The hallway is, of course, a tour bus. There are televisions, leather couches, game consoles, dvd players, a kitchen. As hallways go, it’s the top of the line. Musicians (like me) idealize the prospect of some day touring in a bus. But make no mistake, it is merely a top of the line hallway. At least eight people live in it 24 hours a day and there is nothing ideal about it at all. More than once, more than one of the band members volunteered that our joining the tour had offered a needed respite from the physical and emotional claustrophobia they’d grown weary of (I took it as a compliment). All of them spoke with a distant longing about the opportunity to pursue their vast other musical interests between the end of this Punch Brothers album cycle and the start of the next. They love each other deeply and desperately needed to be apart, finally.

It is no small feat, then, that all 5 members summoned nightly the genuine inspiration, indeed the revelation, necessary and intrinsic to their performance. A good deal of their show is improvised – actual real-life creativity happening before our eyes. Those parts never fell flat. Not ever. Neither did the well-orchestrated sections. Even the songs they played every night, ‘Flippen’, ‘Movement and Location’, ‘Rye Whiskey’, felt as though they’d only just been invented, yet somehow already perfected.

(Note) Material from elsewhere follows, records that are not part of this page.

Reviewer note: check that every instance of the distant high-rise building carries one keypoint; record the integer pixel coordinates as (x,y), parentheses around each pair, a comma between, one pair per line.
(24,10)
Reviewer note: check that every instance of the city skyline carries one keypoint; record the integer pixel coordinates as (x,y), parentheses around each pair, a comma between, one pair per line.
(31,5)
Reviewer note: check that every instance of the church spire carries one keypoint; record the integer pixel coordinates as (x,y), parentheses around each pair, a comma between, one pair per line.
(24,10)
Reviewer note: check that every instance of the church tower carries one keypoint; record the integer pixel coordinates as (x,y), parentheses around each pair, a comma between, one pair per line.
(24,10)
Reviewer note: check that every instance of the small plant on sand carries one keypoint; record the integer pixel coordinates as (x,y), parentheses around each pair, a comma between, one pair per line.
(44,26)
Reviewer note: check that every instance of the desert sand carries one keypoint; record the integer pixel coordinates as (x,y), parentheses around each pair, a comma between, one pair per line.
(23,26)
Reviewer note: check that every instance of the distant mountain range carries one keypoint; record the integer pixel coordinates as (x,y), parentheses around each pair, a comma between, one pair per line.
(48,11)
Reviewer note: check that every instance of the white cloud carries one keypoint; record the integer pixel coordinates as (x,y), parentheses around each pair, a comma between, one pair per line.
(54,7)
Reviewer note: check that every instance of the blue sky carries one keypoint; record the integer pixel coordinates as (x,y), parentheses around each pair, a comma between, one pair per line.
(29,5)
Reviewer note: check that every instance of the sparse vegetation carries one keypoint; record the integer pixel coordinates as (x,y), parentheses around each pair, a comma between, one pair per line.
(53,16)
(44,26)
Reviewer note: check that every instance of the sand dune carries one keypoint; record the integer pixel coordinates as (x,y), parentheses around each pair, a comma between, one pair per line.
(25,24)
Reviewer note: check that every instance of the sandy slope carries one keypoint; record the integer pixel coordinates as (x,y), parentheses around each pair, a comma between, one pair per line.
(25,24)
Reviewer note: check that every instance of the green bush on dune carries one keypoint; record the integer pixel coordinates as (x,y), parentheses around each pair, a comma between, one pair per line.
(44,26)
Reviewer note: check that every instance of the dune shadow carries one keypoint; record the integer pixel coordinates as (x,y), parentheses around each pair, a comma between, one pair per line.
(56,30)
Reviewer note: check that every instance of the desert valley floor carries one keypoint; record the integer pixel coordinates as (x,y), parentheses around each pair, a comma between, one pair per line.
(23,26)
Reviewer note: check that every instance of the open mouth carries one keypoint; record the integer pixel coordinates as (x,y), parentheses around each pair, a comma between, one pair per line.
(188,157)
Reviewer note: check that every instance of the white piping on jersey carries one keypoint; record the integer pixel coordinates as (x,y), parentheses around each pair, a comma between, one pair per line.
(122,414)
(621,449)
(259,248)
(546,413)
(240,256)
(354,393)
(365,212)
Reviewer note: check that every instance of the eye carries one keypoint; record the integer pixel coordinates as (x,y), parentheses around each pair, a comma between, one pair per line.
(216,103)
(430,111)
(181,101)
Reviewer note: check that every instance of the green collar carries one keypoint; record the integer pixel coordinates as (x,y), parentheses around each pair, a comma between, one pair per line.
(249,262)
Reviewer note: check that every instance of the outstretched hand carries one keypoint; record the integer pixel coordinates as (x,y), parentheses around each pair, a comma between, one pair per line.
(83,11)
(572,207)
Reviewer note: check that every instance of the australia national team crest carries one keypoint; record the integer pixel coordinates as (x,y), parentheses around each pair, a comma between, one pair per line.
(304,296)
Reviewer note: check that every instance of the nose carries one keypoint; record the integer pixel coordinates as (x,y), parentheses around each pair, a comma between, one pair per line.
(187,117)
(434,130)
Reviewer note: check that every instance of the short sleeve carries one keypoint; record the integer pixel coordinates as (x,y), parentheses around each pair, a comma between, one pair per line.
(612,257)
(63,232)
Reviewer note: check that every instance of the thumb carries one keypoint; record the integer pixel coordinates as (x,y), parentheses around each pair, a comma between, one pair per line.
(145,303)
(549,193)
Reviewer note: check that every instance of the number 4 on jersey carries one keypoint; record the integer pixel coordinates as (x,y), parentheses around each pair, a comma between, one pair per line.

I shared the audiences’ astonishment at the depth of the achievement unfolding before us.

What I was happy not to share, to keep all for myself (until now, I suppose), were those times before our own opening set when Chris or Critter would trade songs with us, ready to let us lead or follow as the moment asked; the end of each night when we’d share in a fine rye or wine, and they seemed more interested to know our story than in sharing their own; the moment after soundcheck when Chris, after declaring his love of late-night cocktail-driven critique sessions with those musicians he considers his peers, invited my critiques and then offered up his own in return – both of us alternating our blunt criticisms with effusive points of praise, of course; the moment in the airport before the flight home when I found Gabe eating the ‘best airport food in the country’ (he would know) and ready to share his disappointment in, and resolve in the face of, criticism that their ‘bluegrass’ group doesn’t adhere enough to the tradition it draws upon – he’s not interested in building a museum, thank god; and the moment when Critter privately proclaimed that virtuosity is a means, not an end, and that in the end, we’re all humbly aiming for what’s true and beautiful and you don’t have to play that fast to get there.

They didn’t have to invite us onstage to perform together during their encore, but they did. They didn’t have to go out of their way to praise our songs and our show the way they did, but they did. And they sure as hell didn’t have to invite us to crowd onto their fancy ‘hallway’ to celebrate after each show. But they did.

Before we met them, I wondered how on earth Kenneth and I, brothers by now in our own right, could presume to take a stage before Punch Brothers and attempt something resembling a flatpicking folk show. Who would dare? But the members that make up their band are, above all, powerfully generous musicians and people. That is what has held them together these months and years. That is what held us all together this winter. That, in the end, is the most impressive thing about Punch Brothers.